Maria José, uma mulher de Abril. Docente universitária e investigadora, acredita no potencial transformador da educação e nas novas gerações. Pensa que quando as mulheres se juntam têm a capacidade de fazer o mundo parar e depois avançar.
Onde anda este espírito de Abril?
Eu sinto que neste momento, em Portugal, vivemos uma altura de maior esperança depois de uns tempos complicados. Mas, preocupa-me muito a pobreza em Portugal. Quando passamos o 25 de Abril, havia sectores que não tinham nem água nem luz elétrica e chegar aos 40 anos após o 25 de Abril, no século XXI, e saber que há prédios inteiros e famílias que não têm luz elétrica nem água canalizada, porque não têm dinheiro para pagar o serviço, para mim, é inadmissível e inacreditável. Ainda há uns tempos uma assistente social disse-me que estava numa situação em que tinha um frango para oferecer a uma família e a senhora lhe disse que não o podia sequer cozinhar porque não tinha gás em casa, nem podia podia pedir a uma vizinha porque ninguém nesse bairro tinha gás. Chegar a um ponto em que nem sequer há condições para receber as dádivas é uma situação que eu não admito. Mas sinto que há uma nova geração a brilhar, a organizar-se e a mobilizar-se… De há 3 ou 4 anos a esta parte há uma maior abertura para as outras pessoas pessoas e uma esperança no ar, e não é só em Portugal.
Que conselho poderia deixar às novas gerações de mulheres?
O conselho é: juntas somos fortes. Quando as mulheres se juntam o Mundo muda. E, apesar das divergências, das perspetivas diferentes, quando encontramos um motivo para nos juntarmos e fazer coisas, o Mundo pára e depois avança. A união faz a força é um cliché, mas realmente para as mulheres esta união é realmente mais difícil, porque toda a nossa socialização é feita no sentido de nos separar. A Maria Teresa Horta até me contava que se ensinava “não leves a tua amiga para dentro de casa”, com medo daquelas coisas do marido e tal. Ensinava-se a menina a desconfiar da amiga. E depois toda esta desvalorização da mulher, da sua arte, do seu contributo científico, do seu trabalho, da sua opinião… Isto separa-nos, porque nós também desvalorizamos a opinião umas das outras. Então quando conseguimos pôr isso de parte e juntamo-nos, há uma energia. As mulheres estão muito isoladas, têm uma carga de trabalho muito grande, continuam a assumir as responsabilidades de cuidar, continuam a culpabilizar-se. Portanto, mantenhamo-nos juntas e fortes.
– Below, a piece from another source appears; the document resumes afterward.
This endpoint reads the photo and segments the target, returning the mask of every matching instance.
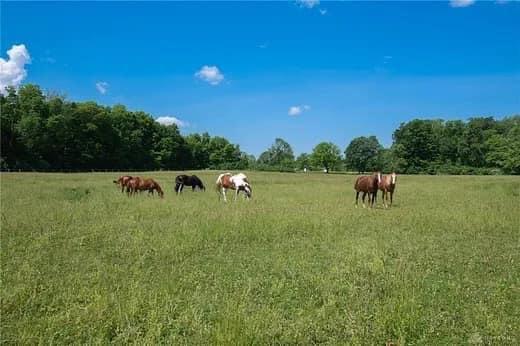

Educadora sexual para adultos, Carmo Gê Pereira faz workshops e dá aconselhamento privado nas áreas da educação e formação sobre práticas, identidade, orientação sexual e formas de estar, no contexto da diversidade e aceitação.
Como decidiu dedicar-se à educação sexual?
Comecei há dez anos a vender sex toys. E como as pessoas acabavam por me contar aspetos muito íntimos da vida delas, eu senti que era eticamente muito pouco correto eu não prosseguir nenhum tipo de formação perante isso. Portanto comecei a fazer cursos de Sexologia, depois fui para mestrado em Estudos sobre Mulheres, no Porto. Foi a altura em que me politizei, em que saí do armário como feminista e em que também encontrei um enquadramento crítico ao nível do meu trabalho no feminismo. Foi também nessa altura que comecei a fazer workshops.
Que tipo de workshops faz?
Tenho o workshop de pompoarismo, que é a arte de controle e movimento dos músculos vaginais, ao qual juntei numa certa altura um workshop de autoerotismo. Vi e ouvi imensas vezes este sentimento quase dissociado do próprio corpo, em que havia a questão de pessoas que tinham uma vida sexual que consideravam saudável, mas por exemplo nunca se tinham masturbado. E então havia esta noção de que a sexualidade não era delas, o que pode ser um dos problemas desta tal educação sexual mais centrada no afeto. Portanto eu fiz um workshop dedicado a reconhecermo-nos e reencontrarmo-nos connosco fisiologicamente e depois percebermos como é que a cultura e a sociedade afetam a forma como nós nos relacionamos com o nosso corpo, e desmontarmos isso, e também depois genitalizarmos a sexualidade e para o fim do workshop haver um momento de desgenitalizar. Perceber que o corpo inteiro é muito mais sexual após o conhecimento dos genitais e que a nossa sexualidade vai para além disso.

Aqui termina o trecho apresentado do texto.